Eleven terror groups accounted for the majority of the 270 claimed attacks in Pakistan in 2013, most of which were perpetrated by jihadist outfits. However, Pakistan was rocked by many terror attacks from many separatist movements for Baloch, the Bettani tribe and Sindhi people.

This is the second edition of the Global Terrorism Index (GTI) report which provides a comprehensive summary of the key global trends and patterns in terrorism over the last 14 years beginning in 2000 and ending in 2013, covering 99.6 per cent of the world’s population.

Here are some other important highlights from the report indicating newest trends and patterns in terrorism in the world.

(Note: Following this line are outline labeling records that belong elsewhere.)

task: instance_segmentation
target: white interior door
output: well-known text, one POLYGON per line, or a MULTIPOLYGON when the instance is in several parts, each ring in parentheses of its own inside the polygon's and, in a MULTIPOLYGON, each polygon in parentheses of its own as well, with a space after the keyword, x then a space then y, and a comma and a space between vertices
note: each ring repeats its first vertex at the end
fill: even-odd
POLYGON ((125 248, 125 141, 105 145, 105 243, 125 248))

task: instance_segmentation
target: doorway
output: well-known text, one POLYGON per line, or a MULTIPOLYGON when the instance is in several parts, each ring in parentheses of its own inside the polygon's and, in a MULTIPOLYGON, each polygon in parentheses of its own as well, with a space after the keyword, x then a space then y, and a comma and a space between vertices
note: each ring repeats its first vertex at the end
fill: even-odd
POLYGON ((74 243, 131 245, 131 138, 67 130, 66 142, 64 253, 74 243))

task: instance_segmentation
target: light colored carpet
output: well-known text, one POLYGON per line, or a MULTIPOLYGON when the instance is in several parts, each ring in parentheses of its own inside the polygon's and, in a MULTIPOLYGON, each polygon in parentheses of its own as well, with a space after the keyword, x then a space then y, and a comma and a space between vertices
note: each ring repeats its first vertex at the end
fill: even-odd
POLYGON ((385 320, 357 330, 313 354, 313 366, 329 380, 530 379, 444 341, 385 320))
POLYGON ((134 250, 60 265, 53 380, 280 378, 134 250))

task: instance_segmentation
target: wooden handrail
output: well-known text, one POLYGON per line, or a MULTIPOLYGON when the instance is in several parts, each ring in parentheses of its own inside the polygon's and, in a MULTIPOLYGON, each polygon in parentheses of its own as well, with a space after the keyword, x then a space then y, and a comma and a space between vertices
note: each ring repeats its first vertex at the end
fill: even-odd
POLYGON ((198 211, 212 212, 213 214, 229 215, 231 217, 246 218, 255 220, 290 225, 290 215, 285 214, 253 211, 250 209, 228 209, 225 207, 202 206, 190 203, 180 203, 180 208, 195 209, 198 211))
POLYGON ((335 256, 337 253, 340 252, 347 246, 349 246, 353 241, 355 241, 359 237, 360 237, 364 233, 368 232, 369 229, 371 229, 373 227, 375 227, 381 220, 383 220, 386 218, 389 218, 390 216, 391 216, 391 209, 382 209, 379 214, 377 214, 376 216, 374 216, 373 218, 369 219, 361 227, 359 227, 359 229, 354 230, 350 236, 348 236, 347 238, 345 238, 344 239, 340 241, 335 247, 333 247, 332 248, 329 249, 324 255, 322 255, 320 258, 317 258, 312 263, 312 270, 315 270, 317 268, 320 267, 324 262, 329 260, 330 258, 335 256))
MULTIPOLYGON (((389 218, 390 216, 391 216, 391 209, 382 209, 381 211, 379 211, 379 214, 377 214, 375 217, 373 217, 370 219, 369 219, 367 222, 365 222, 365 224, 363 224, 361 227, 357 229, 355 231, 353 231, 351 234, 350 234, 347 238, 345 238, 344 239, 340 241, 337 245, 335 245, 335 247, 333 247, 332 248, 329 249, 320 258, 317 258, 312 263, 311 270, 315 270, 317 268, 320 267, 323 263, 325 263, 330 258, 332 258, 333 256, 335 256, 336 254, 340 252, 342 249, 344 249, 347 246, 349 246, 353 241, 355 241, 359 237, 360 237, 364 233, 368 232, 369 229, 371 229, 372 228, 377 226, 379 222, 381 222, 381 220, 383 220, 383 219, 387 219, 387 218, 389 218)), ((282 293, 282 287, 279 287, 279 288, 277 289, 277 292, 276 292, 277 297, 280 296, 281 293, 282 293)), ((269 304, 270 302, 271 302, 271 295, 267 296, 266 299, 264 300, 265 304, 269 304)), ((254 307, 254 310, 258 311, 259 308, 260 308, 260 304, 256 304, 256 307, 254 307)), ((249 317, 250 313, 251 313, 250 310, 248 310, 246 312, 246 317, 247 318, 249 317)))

- In 2013 terrorist activity increased substantially with the total number of deaths rising from 11,133 in 2012 to 17,958 in 2013, a 61 per cent increase. Over the same period, the number of countries that experienced more than 50 deaths rose from 15 to 24. This highlights that not only is the intensity of terrorism increasing, its breadth is increasing as well.

- Since 2000 there has been over a five-fold increase in the number of deaths from terrorism, rising from 3,361 in 2000 to 17,958 in 2013. However for four years, starting in 2007, there had been modest decreases in terrorist deaths and also a slight decrease in the number of countries experiencing greater than 50 deaths from terrorism per annum. The latest jump in terrorist activity coincided with the start of the Syrian civil war in 2011.

- In 2013 more than 80 per cent of the lives lost to terrorism occurred in only five countries; Iraq, Afghanistan, Pakistan, Nigeria and Syria.

- The largest year-on-year increase in deaths from terrorism was recorded between 2012 and 2013 increasing from 11,133 to 17,958.

- 102 of 162 countries covered in this study experienced no deaths from terrorism in 2013, while 60 countries recorded one or more deaths from terrorism.
- 87 countries experienced a terrorist incident in 2013, slightly up from 81 in 2012.

- The number of countries experiencing over 50 deaths in one year hit an all-time high in 2013 at 24, five greater than the previous high of 19 countries in 2008.

- There are many peaceful Muslim majority countries that do not suffer from terrorism such as Qatar, the U.A.E. and Kuwait, underscoring how there are other social, political and geopolitical factors at play other than religion in breeding terrorist activity.